SmartHelio wants to help prevent that from happening. The startup uses AI tech to measure live data (current, voltage, weather parameters) from solar plants, and offers suggestions for fixes when a solar array starts underperforming. The company has just raised $5 million to scale its product.
“Every summer, my parents would bring my brother and me to our ancestral village in India, which didn’t have electricity. The lack of good governance meant that it took a long time for the village to get electricity. This is what sparked my interest in decentralized energy solutions that don’t require external intervention,” Govinda Upadhyay, CEO at SmartHelio told TechCrunch.
“I am always thinking about how we can accelerate the adoption of clean energy. As I interacted with solar companies in India, Europe, and Africa, I realized that many of these companies were struggling with the performance of their solar plants, often due to the late detection of faults.
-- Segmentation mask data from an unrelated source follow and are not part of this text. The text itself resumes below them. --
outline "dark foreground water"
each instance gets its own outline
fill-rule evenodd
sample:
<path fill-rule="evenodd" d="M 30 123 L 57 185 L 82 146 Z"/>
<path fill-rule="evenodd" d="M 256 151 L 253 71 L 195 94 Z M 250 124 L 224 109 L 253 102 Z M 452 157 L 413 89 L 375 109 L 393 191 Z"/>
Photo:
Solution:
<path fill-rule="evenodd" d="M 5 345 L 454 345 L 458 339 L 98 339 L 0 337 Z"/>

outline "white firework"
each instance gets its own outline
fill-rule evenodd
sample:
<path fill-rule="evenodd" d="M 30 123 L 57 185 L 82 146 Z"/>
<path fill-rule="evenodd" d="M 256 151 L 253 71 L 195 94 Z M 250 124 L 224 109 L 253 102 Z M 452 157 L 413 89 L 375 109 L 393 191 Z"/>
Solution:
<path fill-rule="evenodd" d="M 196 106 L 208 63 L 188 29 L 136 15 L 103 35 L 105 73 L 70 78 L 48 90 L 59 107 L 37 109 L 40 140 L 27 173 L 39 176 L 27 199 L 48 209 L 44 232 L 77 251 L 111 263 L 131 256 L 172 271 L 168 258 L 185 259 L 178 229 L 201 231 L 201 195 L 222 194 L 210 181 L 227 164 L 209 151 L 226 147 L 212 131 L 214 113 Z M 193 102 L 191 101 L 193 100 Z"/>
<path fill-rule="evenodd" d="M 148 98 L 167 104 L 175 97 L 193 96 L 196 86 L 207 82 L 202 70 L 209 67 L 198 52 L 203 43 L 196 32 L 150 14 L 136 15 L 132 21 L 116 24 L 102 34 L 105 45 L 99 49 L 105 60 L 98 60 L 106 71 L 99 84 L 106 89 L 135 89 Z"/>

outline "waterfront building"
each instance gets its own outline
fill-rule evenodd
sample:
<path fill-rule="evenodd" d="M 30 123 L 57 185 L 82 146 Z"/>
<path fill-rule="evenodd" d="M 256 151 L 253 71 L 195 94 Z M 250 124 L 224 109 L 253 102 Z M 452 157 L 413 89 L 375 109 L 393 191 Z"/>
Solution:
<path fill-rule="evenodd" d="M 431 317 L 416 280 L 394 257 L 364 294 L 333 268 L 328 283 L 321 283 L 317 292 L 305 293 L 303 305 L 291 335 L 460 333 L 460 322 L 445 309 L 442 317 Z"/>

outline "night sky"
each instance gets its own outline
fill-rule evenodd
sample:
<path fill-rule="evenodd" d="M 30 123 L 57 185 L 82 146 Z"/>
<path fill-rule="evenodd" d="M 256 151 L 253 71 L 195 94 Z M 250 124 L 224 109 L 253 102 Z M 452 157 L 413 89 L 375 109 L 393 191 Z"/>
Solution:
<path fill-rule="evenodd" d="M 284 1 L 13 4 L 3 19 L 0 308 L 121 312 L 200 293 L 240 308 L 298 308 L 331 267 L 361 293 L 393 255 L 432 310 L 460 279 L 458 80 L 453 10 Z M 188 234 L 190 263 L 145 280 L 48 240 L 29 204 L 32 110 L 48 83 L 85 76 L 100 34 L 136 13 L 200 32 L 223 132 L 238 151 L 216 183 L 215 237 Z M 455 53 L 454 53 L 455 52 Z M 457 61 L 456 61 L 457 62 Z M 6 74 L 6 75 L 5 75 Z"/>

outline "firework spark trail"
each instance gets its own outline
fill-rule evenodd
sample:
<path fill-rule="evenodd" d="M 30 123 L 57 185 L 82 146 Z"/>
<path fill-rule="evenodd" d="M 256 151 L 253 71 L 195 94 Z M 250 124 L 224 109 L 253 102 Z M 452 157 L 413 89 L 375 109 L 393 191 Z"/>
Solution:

This inspired me to start SmartHelio,” he added.
Upadhyay met his co-founder Neeraj Dasila, who was working at the energy department in the Indian government at the time. His journey matches Upadhyay’s in that he grew up in a remote village in the Himalayas that had little infrastructure.
The company is wading into a rapidly developing industry, but it has remarkably few direct competitors — the thrust of software/AI companies seems mostly focused on where to install solar or making solar more accessible. Glint Solar, for example, raised $3 million earlier this year for its AI-powered analytics tool to figure out where to build solar plants. Aurora Solar is in a similar space and closed a $250 million round in mid-2021. On the installation front, recent funding rounds include Enact Systems’ $11 million Series A, Zolar’s $105 million Series C, and Project Solar’s $23 million haul.
The funding round
SmartHelio was part of the W22 batch of Y Combinator and this round saw the incubator participating, in addition to a flurry of other investors from its native Switzerland and the U.S., including Collab Fund, Serpentine VC, ACE & Company, Pegasus Tech Venture, Gaingel VC, Soma Capital, and a number of angel investors.